The climate -- I actually like cold weather, so not that big of a deal, but the campus is beautiful and there's that Nor-Cal scenery. It's one of the most beautiful things I've ever seen. It's just beautiful and big. I didn't know it's that big; that's why it's called "The Farm." There are lots of trees and not a lot of students there in that big amount of space, so you can spread out, which I think is kind of nice.

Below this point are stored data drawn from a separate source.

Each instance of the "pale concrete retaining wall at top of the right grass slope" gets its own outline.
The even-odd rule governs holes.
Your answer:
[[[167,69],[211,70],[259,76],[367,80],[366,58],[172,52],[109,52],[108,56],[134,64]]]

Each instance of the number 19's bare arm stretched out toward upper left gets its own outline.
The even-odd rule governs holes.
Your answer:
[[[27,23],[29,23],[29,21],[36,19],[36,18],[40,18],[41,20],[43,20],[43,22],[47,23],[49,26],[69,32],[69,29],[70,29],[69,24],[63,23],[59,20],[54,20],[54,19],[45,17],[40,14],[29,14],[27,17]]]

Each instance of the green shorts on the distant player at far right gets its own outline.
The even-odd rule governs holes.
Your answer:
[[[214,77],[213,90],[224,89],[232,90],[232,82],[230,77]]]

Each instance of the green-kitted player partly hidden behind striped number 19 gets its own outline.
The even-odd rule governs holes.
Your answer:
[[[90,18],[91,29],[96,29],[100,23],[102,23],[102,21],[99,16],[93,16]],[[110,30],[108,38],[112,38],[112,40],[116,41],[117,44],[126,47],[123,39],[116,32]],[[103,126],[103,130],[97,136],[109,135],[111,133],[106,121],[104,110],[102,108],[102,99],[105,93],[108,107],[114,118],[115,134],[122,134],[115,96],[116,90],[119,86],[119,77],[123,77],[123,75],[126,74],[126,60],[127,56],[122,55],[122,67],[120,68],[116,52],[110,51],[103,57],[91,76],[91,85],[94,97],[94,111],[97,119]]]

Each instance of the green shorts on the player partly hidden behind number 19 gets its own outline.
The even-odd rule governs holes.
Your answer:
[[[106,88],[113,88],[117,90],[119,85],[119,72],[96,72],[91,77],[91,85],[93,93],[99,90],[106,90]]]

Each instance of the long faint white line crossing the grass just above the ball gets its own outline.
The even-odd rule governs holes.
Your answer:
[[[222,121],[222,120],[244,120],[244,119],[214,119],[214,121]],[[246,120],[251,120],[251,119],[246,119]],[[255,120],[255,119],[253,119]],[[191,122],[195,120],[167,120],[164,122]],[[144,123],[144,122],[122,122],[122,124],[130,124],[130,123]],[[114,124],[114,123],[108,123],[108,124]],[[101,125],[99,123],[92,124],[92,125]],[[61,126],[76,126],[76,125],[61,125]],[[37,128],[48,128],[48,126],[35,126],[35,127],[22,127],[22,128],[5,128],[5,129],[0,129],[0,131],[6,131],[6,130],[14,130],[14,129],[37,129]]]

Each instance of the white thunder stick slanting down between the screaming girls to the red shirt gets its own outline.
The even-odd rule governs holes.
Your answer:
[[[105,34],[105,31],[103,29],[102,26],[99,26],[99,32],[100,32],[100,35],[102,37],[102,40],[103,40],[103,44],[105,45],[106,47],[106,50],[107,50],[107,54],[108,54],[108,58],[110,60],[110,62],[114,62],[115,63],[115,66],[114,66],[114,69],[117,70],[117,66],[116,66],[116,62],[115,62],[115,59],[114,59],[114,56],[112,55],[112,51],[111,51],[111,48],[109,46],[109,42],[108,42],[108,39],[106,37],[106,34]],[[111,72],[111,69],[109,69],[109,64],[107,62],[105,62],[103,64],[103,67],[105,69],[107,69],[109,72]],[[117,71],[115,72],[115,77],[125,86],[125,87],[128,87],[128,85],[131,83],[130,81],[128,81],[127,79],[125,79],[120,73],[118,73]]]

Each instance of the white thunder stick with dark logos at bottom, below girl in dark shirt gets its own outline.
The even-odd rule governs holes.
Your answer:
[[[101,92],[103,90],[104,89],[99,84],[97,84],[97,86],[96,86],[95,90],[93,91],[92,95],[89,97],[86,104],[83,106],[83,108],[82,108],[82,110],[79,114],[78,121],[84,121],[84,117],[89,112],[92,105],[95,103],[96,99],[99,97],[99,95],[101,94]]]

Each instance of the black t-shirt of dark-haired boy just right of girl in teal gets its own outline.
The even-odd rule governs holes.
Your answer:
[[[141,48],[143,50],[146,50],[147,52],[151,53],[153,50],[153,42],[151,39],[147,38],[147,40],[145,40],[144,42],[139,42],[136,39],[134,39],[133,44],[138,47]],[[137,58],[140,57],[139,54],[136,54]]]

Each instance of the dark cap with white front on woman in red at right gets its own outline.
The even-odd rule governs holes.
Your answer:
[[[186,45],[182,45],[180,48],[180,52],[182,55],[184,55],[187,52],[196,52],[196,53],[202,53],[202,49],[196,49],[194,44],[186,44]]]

The coaches are nice people, all nice and all friendly. When I went there, basically all the coaches knew my name and said hi to me. That just shows it's not one side of the ball's coaches, they all know you, both sides of the ball know you as a player, so that's kind of good. I want to interact with everyone on the football team, not just your side of the football, and I think some schools probably leave that out a little bit. Some coaches are not interested in guys on the other side of the football.